Proses kepailitan dimulai dengan adanya suatu permohonan pailit terhadap
debitur yang memenuhi syarat, sesuai Pasal 2 ayat 1 Undang-Undang Nomor 37
Tahun 2004 tentang Kepailitan dan Penundaan Kewajiban Pembayaran Utang
(selanjutnya disebut UUK dan PKPU) yang menyatakan bahwa ”Debitur yang
mempunyai dua atau lebih Kreditur dan tidak membayar lunas sedikitnya satu
utang yang telah jatuh waktu dan dapat ditagih, dinyatakan pailit dengan putusan
pengadilan, baik atas permohonannya sendiri maupun atas permohonan satu atau
lebih dari krediturnya.”
Terpenuhinya syarat yang ditentukan di atas, maka permohonan pailit atas
Niaga, yang merupakan badan peradilan yang berwenang untuk memproses,
memeriksa dan mengadili perkara kepailitan. Apabila permohonan pailit tersebut
dikabulkan maka Pengadilan Niaga akan mengeluarkan putusan yang menyatakan
debitur tersebut dalam keadaan pailit.
Pada prinsipnya kepailitan meliputi seluruh kekayaan debitur pada saat
pernyataan pailit itu dilakukan beserta semua kekayaan yang diperoleh selama
kepailitan. Dengan pernyataan pailit, debitur pailit demi hukum kehilangan hak
untuk menguasai dan mengurus kekayaannya yang dimasukkan dalam kepailitan,
terhitung sejak kekayaannya yang dimasukkan dalam kepailitan, terhitung sejak
tanggal kepailitan itu. Pasal 25 UUK dan PKPU menegaskan bahwa semua
perikatan debitur pailit yang dilakukan sesudah pernyataan pailit tidak dapat
dibayar dari harta pailit kecuali bila perikatan-perikatan tersebut mendatangkan
keuntungan bagi harta kekayaan itu.

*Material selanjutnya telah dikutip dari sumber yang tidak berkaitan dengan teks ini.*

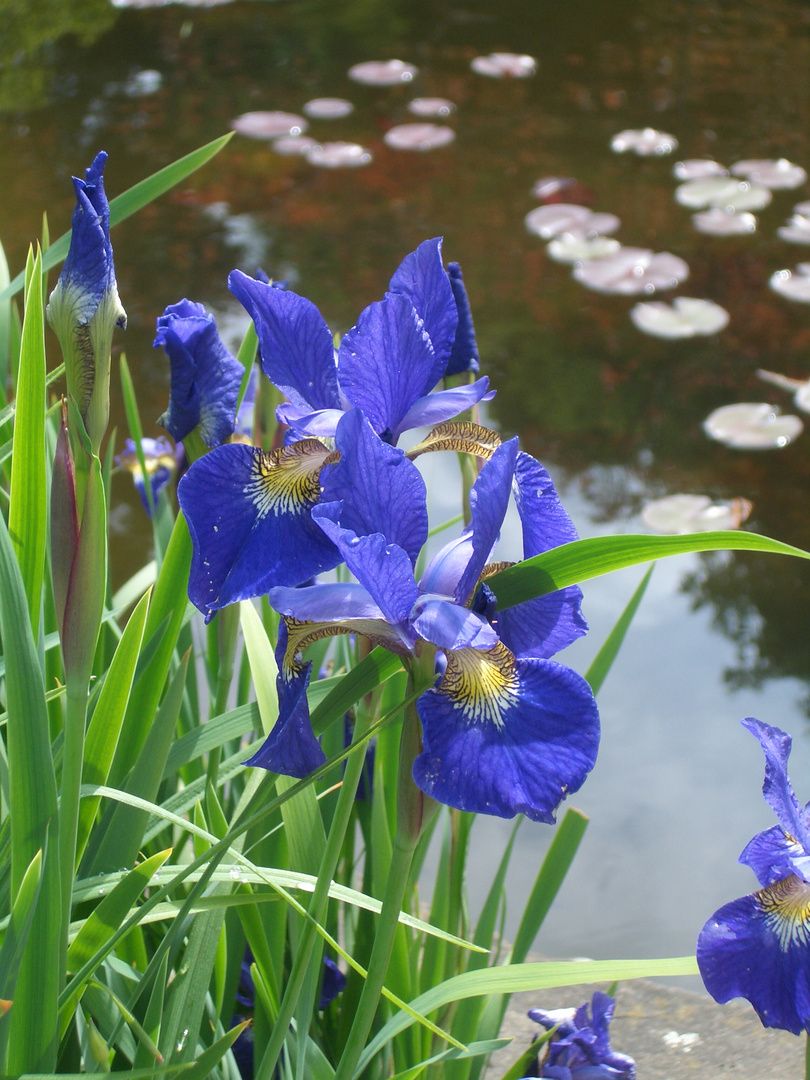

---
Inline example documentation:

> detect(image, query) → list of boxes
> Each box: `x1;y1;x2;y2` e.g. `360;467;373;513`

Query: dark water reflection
0;0;810;951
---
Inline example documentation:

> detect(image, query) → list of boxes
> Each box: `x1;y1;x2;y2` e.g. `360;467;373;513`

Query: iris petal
322;409;428;564
228;270;340;411
177;440;340;619
414;645;599;823
338;294;444;443
388;237;458;371
698;875;810;1035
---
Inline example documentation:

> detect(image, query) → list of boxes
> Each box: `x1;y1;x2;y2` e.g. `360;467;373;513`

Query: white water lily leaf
675;176;773;212
672;158;728;180
692;206;757;237
307;143;372;168
470;53;537;79
769;262;810;303
524;203;621;240
231;112;309;138
630;296;729;340
349;60;419;86
703;402;805;450
610;127;678;158
545;232;621;262
640;495;753;536
383;124;456;150
731;158;807;191
573;247;689;296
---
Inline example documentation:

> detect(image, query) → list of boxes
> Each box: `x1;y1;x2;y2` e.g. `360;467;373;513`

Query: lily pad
640;495;753;536
524;203;621;240
768;262;810;303
349;60;419;86
546;232;621;262
470;53;537;79
231;112;309;138
731;158;807;191
303;97;354;120
307;143;372;168
703;402;805;450
672;158;728;180
675;176;773;211
610;127;678;158
630;296;729;340
573;247;689;296
692;206;757;237
408;97;456;117
383;124;456;150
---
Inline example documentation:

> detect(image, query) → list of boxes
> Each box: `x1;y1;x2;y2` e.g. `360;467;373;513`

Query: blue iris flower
177;240;488;619
228;239;489;444
529;990;636;1080
116;437;183;514
248;409;599;822
154;300;244;447
46;150;126;450
697;717;810;1035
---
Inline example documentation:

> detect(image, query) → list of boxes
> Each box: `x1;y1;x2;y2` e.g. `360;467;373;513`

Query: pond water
0;0;810;980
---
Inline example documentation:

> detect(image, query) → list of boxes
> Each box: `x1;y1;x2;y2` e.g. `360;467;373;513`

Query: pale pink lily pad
731;158;807;191
349;60;419;86
630;296;729;340
703;402;805;450
692;206;757;237
777;214;810;244
769;262;810;303
408;97;456;117
546;232;621;262
524;203;621;240
231;112;309;138
307;143;372;168
675;176;773;212
383;124;456;150
470;53;537;79
271;135;319;158
573;247;689;296
672;158;728;180
610;127;678;158
757;367;810;413
303;97;354;120
640;495;754;536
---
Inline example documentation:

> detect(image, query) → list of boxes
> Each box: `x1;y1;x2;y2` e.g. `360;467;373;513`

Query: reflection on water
0;0;810;955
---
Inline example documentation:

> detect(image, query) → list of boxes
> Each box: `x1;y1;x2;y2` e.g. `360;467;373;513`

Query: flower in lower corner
45;150;126;450
697;717;810;1035
248;409;599;822
529;990;636;1080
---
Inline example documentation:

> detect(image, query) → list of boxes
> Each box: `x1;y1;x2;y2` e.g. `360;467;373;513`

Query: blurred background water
0;0;810;980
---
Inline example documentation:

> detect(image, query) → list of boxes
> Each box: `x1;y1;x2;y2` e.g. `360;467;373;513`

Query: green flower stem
256;695;375;1080
335;649;437;1080
59;679;87;986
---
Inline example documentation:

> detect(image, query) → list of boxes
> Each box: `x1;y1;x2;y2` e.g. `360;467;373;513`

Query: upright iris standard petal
338;294;445;443
414;644;599;823
46;151;126;450
153;299;244;447
697;875;810;1035
388;237;459;367
444;262;480;375
697;717;810;1035
228;270;342;411
177;440;340;619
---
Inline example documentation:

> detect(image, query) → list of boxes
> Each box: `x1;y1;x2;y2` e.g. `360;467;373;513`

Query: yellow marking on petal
242;438;330;517
438;642;519;728
755;874;810;953
405;421;501;461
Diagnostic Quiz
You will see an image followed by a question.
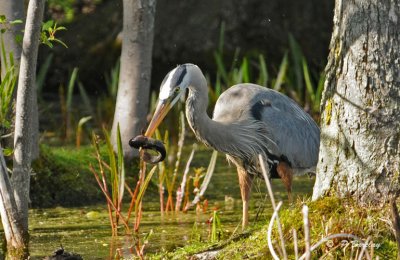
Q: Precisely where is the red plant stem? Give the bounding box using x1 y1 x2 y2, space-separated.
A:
158 182 164 215
90 165 130 233
89 164 116 236
127 180 140 221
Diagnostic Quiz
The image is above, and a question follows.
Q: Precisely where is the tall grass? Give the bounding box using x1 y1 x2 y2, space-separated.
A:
209 24 325 117
0 33 18 136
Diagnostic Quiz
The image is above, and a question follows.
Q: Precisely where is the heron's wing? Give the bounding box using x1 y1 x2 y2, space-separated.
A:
213 84 319 168
252 89 320 168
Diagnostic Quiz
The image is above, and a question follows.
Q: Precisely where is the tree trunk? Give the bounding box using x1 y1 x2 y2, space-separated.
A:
111 0 156 159
1 0 44 259
0 0 25 78
0 146 28 258
313 0 400 203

Oleh karenanya gugatan-gugatan hukum
yang bersumber pada hak dan kewajiban harta kekayaan debitur pailit harus
diajukan terhadap atau oleh kurator. Begitu pula segala gugatan hukum dengan
tujuan untuk memenuhi perikatan dari harta pailit selama dalam kepailitan,
walaupun diajukan kepada debitur pailit sendiri, hanya dapat diajukan dengan
laporan atau pencocokannya.
Akibat hukum lain yang juga amat penting dari pernyataan pailit adalah
seperti yang ditegaskan dalam Pasal 41 UUK dan PKPUyaitu bahwa untuk
kepentingan harta pailit dapat dimintakan pembatalan atas segala perbuatan
hukum debitur yang telah dinyatakan pailit yang merugikan kepentingan kreditur,
hanya dapat dilakukan apabila dapat dibuktikan bahwa pada saat perbuatan
hukum tersebut dilakukan debitur dan pihak dengan siapa perbuatan hukum itu
dilakukan mengetahui atau sepatutnya mengetahui bahwa perbuatan hukum
tersebut akan mengakibatkan kerugian bagi kreditur, kecuali perbuatan hukum
yang dilakukan debitur wajib dilakukan berdasarkan perjanjian dan atau karena
undang-undang.
Akibat hukum lain adalah bila sudah ada putusan pernyataan pailit, maka
akan berakibat bahwa segala pelaksanaan pengadilan terhadap setiap bagian dari
kekayaan debitur yang telah dimulai sebelum kepailitan, harus dihentikan seketika
dan sejak itu tidak ada suatu putusan yang dapat dilaksanakan termasuk atau juga
dengan menyandera debitur. Bahkan penyitaan yang telah dilakukan menjadi
hapus dan jika diperlukan hakim pengawas harus memerintahkan pencoretannya
dan debitur yang sedang dalam penahanan harus dilepaskan seketika setelah
putusan pernyataan pailit diucapkan (Pasal 31 UUK dan PKPU). Adanya hak
retensi yang diatur dalam Pasal 61 UUK dan PKPU yaitu hak kreditur untuk
menahan barang-barang kepunyaan debitur hingga bayarnya suatu utang tidak
kehilangan hak untuk menahan barang dengan diucapkannya pernyataan pailit.1
Perbuatan melawan hukum titik tolak dasar gugatannya adalah
kepentingan pihak tertentu yang sirugikan oleh perbuatan pihak lainnya, meskipun
diantara para pihak tidak terdapat suatu hubungan hukum keperdataaan yang
bersifat kontraktual (dalam arti kausalitas). Dalam hal ini landasan gugatannya
cukup dibuktikan apakah perbuatan pelaku benar telah merugikan pihak lain.
1
Dengan kata lain, pengajuan gugatan perbuatan melawan hukum semata-mata
hanya terorientasi pada akibat yang ditimbulkan yang mengakibatkan pihak lain
mengalami kerugian.
Kepailitan berakibat hilangnya segala hak debitur untuk mengurus segala
harta kekayaan yang termasuk ke dalam harta pailit (boedel pailit). Perlu
diketahui bahwasanya putusan pernyataan pailit tidak mengakibatkan debitur
kehilangan kecakapannya untuk melakukan perbuatan hukum (volkomen
handelingsbevoegd) pada umumnya, tetapi hanya kehilangan kekuasaan atau
kewenangannya untuk mengurus dan mengalihkan harta kekayaannya saja.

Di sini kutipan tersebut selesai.